Help!  Dear Husband is being shipped to Abu Dubai for 12 months, but I can't go!       I don't know what to do!  

1. Should I store the coach and stay at the parent's house for the winter (They'll be in Florida)?  

2. Should I find a campground or mobile home park near my daughter in Frederick and stay there awhile?

3. Should I travel to Florida and stay there for the winter....my folks will be there?

4. Should I get a part-time job?

5. Should I start traveling and workamping?
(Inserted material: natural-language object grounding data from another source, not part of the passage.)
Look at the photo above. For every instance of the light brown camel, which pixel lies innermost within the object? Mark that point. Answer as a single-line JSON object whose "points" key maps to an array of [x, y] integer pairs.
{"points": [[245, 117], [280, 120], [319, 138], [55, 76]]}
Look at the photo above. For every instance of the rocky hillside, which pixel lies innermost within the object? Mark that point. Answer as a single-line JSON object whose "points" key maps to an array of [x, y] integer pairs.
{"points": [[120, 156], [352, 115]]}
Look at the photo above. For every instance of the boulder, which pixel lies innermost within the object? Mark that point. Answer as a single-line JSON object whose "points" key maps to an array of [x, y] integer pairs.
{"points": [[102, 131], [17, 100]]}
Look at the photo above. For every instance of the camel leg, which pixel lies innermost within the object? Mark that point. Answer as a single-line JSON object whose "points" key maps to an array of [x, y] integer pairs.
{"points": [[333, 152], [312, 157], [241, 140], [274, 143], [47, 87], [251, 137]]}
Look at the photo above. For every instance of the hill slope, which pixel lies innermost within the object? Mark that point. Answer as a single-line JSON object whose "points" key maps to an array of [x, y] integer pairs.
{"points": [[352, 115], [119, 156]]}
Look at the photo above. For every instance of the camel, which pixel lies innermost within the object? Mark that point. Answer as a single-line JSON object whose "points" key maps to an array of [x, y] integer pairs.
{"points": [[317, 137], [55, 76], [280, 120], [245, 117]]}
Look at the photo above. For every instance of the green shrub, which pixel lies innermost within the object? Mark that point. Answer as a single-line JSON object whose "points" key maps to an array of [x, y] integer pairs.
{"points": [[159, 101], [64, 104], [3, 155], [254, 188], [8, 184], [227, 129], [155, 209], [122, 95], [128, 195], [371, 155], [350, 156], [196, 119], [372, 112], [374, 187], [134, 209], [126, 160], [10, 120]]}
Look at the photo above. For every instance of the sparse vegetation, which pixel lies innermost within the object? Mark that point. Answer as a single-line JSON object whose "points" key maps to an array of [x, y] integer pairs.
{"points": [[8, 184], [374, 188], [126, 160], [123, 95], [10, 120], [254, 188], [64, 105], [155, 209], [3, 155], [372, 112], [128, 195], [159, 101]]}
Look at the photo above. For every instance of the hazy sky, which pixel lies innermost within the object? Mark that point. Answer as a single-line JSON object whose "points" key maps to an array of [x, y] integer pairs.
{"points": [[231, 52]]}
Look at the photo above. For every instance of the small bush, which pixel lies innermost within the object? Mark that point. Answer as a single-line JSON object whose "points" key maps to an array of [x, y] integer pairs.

Whatever I do, it's got to be CHEAP!!!  Any ideas where I can live for 12 months REALLY CHEAP???? :question: 

I really just don't know what the heck to do with myself for 12 months!! 12 months is a long time to be apart!


----------



## DL Rupper (Aug 29, 2007)

Re: He's getting shipped to Abu Dubai and I can't go!!

Hey Lynn, try to find a workamp position in an RV Park near your parents in Florida.  That will keep you in your RV and time will pass faster if you keep busy.  Oh, by the way, you will save and maybe even earn some money.  Good luck.


----------



## onthecoach (Aug 30, 2007)

Re: He's getting shipped to Abu Dubai and I can't go!!

Thanks DL....good idea.  I will have to renew my Workamper subscription.  Do you know of any cheap places to stay in south Florida?


----------



## DL Rupper (Aug 30, 2007)

Re: He's getting shipped to Abu Dubai and I can't go!!

Sorry, haven't been down there since 2001.  Heading there this Winter but haven't decided where to stay yet.  If you stay away from the water, you can find reasonable monthly rates in Florida.


----------